In 1938, Stuart Chase revolutionized the study of semantics with his classic text, Tyranny of Words. Decades later, this eminently useful analysis of the way we use words continues to resonate. A contemporary of the economist Thorstein Veblen and the author Upton Sinclair, Chase was a social theorist and writer who despised the imprecision of contemporary communication. Wide-ranging and erudite, this iconic volume was one of the first to condemn the overuse of abstract words and to exhort language users to employ words that make their ideas accurate, complete, and readily understood.
“[A] thoroughly scholarly study of the science of the meaning of words.” —Kirkus Reviews
“When thinking about words, I think about Stuart Chase’s The Tyranny of Words. It is one of those books that never lose its message.” —CounterPunch
Stuart Chase (1888-1985) Born in Somersworth, New Hampshire was an American economist and engineer trained at MIT. His writings covered topics as diverse as general semantics and physical economy.

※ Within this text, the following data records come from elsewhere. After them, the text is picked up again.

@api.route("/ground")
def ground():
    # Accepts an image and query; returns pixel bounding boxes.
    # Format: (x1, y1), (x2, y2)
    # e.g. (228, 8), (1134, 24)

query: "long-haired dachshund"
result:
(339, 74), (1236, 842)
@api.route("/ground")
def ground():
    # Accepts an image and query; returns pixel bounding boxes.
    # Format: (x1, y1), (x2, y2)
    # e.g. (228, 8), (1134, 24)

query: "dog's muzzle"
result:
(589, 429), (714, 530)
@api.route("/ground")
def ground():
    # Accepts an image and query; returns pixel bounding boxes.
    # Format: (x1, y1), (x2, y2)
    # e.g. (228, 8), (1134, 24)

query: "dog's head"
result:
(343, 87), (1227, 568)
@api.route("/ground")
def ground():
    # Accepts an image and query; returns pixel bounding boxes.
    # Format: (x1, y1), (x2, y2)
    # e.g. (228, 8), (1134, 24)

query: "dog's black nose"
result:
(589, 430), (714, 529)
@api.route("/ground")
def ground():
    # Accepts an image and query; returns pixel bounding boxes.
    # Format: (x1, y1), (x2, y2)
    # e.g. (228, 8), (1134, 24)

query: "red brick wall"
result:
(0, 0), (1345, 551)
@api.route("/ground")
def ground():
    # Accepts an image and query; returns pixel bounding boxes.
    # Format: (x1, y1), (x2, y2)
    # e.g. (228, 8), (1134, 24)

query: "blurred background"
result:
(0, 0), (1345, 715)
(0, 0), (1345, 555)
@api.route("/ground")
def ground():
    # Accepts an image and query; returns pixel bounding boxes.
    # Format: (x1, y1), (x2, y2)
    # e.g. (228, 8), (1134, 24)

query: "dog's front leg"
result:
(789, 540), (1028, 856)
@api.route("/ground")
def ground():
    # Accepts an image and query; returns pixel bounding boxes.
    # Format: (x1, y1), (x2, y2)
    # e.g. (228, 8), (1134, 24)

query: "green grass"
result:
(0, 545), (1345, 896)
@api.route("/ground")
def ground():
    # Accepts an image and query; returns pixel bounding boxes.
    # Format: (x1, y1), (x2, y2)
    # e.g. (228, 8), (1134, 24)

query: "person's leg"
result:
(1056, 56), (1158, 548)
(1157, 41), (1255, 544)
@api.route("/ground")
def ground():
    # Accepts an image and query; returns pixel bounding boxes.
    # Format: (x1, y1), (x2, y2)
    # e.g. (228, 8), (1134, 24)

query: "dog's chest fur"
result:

His hybrid background of engineering and economics places him in the same philosophical camp as R. Buckminster Fuller. It has been suggested that he was the originator of the expression a New Deal, which became identified with the economic programs of American president Franklin Delano Roosevelt. He had a cover story in The New Republic entitled "A New Deal for America," during the week that FDR gave his 1932 acceptance speech promising a new deal, but whether FDR speechwriter Samuel Rosenman saw the magazine is not clear.
He was a member of the Technical Alliance, and involved with the Technocracy movement. In The Economy of Abundance Chase suggests that the facts behind the ideas of Technocracy Incorporated remain more important than whether Howard Scott was a degreed engineer or not.
His 1938 book The Tyranny of Words was an early (perhaps the earliest, predating Hayakawa) and influential popularization of Alfred Korzybski's general semantics which can still be read with profit.